手錠、そしてキスの雨を2
「仕事、終わったんだろ?早く降りて来い。あと三分内に降りて来なかったらどうなるか、わかってるだろ」

警察が一般市民を脅迫してどうするんだ、と心の中でツッコミつつも、遅れると私にとって恐ろしいことしか待っていないので素早くタイムカードを押し、かばんを手に会社を出る。

会社の自動ドアの先には、そこそこ高いスポーツカーがある。合コンした次の日からずっとそうだ。スポーツカーのドアが開き、「お疲れ」と着崩したスーツ姿の伏黒さんが手を振ってくる。イケメンは何をしてても様になるから嫌だ。

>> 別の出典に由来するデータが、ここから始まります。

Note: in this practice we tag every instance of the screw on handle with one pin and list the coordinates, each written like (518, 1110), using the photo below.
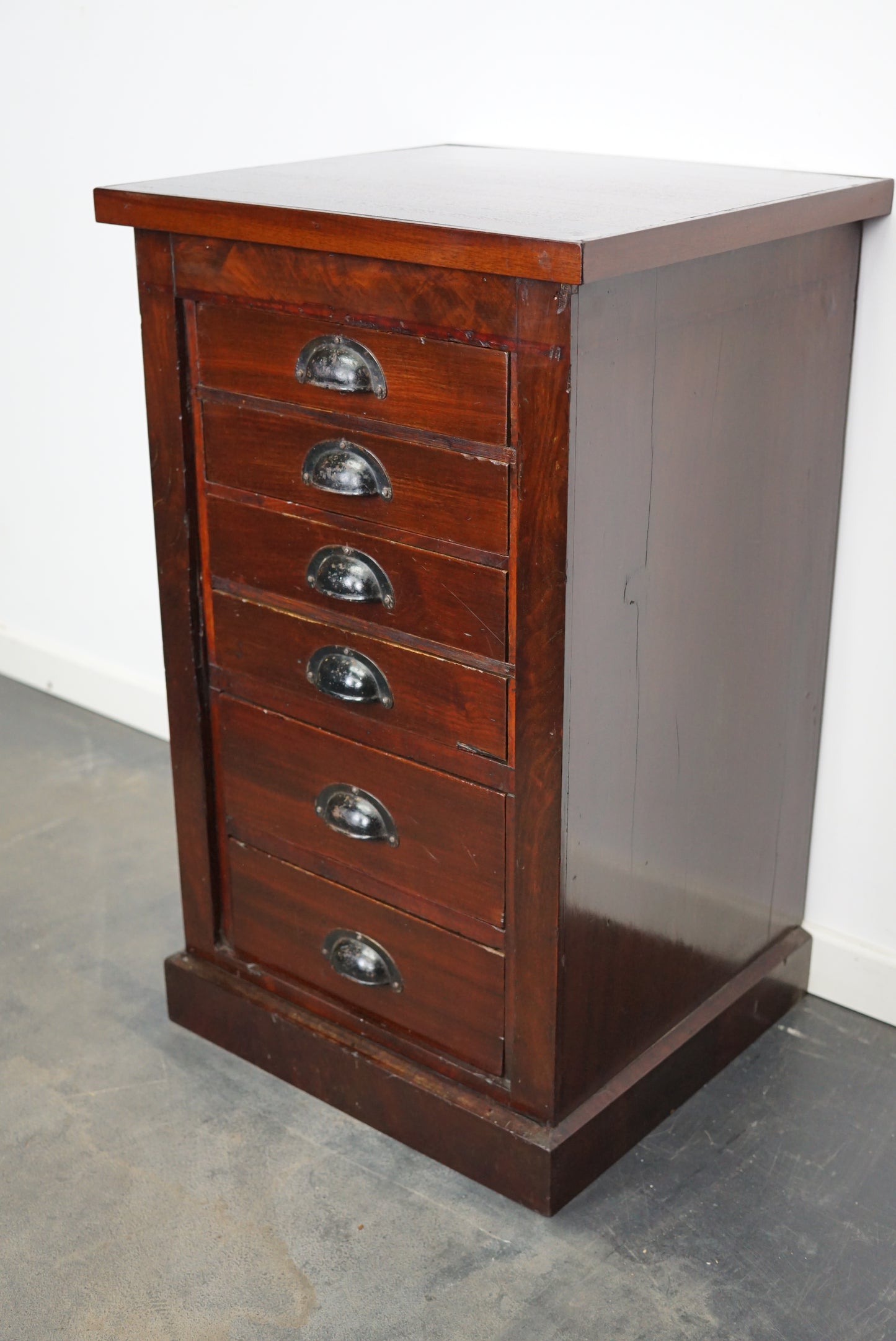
(348, 675)
(339, 364)
(337, 466)
(347, 574)
(363, 960)
(356, 815)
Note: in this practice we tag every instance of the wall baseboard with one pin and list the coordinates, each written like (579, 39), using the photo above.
(108, 689)
(844, 970)
(852, 973)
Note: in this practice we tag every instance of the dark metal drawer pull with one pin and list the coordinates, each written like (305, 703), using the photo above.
(342, 467)
(348, 675)
(356, 815)
(340, 365)
(348, 574)
(361, 959)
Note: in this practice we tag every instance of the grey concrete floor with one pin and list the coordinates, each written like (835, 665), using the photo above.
(156, 1188)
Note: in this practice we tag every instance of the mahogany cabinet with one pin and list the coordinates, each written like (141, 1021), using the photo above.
(495, 505)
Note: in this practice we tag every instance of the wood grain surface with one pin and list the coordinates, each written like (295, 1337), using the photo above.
(438, 385)
(281, 915)
(451, 833)
(437, 492)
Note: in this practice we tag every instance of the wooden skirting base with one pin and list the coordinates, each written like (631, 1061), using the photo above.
(544, 1167)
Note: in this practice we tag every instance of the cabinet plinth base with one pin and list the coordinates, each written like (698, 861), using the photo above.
(533, 1163)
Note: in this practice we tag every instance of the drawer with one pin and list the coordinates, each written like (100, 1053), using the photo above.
(427, 490)
(423, 694)
(450, 833)
(445, 600)
(451, 990)
(455, 389)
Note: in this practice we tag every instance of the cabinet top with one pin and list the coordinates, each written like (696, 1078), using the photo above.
(531, 213)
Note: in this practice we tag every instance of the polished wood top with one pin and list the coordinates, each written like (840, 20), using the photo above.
(533, 213)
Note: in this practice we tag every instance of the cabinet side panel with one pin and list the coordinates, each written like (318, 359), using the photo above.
(538, 596)
(177, 586)
(709, 445)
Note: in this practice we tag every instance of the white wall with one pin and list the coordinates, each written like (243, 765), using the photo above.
(105, 92)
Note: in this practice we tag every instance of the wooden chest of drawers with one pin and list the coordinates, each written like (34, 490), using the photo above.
(495, 500)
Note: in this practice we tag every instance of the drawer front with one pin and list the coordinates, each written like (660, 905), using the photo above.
(453, 990)
(425, 490)
(412, 691)
(463, 605)
(450, 833)
(454, 389)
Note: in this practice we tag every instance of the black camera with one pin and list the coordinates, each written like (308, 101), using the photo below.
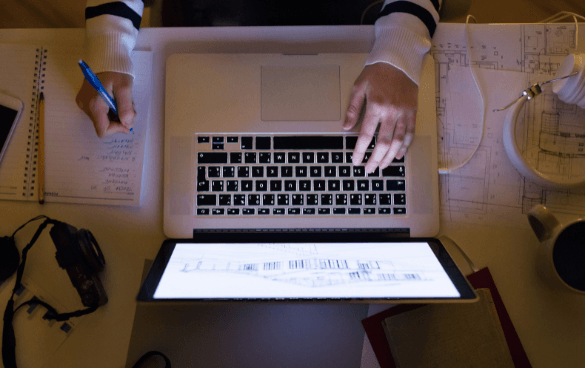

「お迎えありがとうございます。警察官って暇なんですか?」

残業ができないことに苛立ってしまい、ついつい嫌味を言ってしまう。すると、伏黒さんはニヤニヤと笑って私の両頬を少し乱暴に掴んだ。

「よく言うな。俺に誘拐されてる身だろ?」

そう、この人の言う通り私は誘拐されている。誘拐犯は警察官の伏黒さん。睡眠薬を盛られて、朝目が覚めたら手錠で拘束され、無理やりキスをされるという最悪の出来事が起きていた。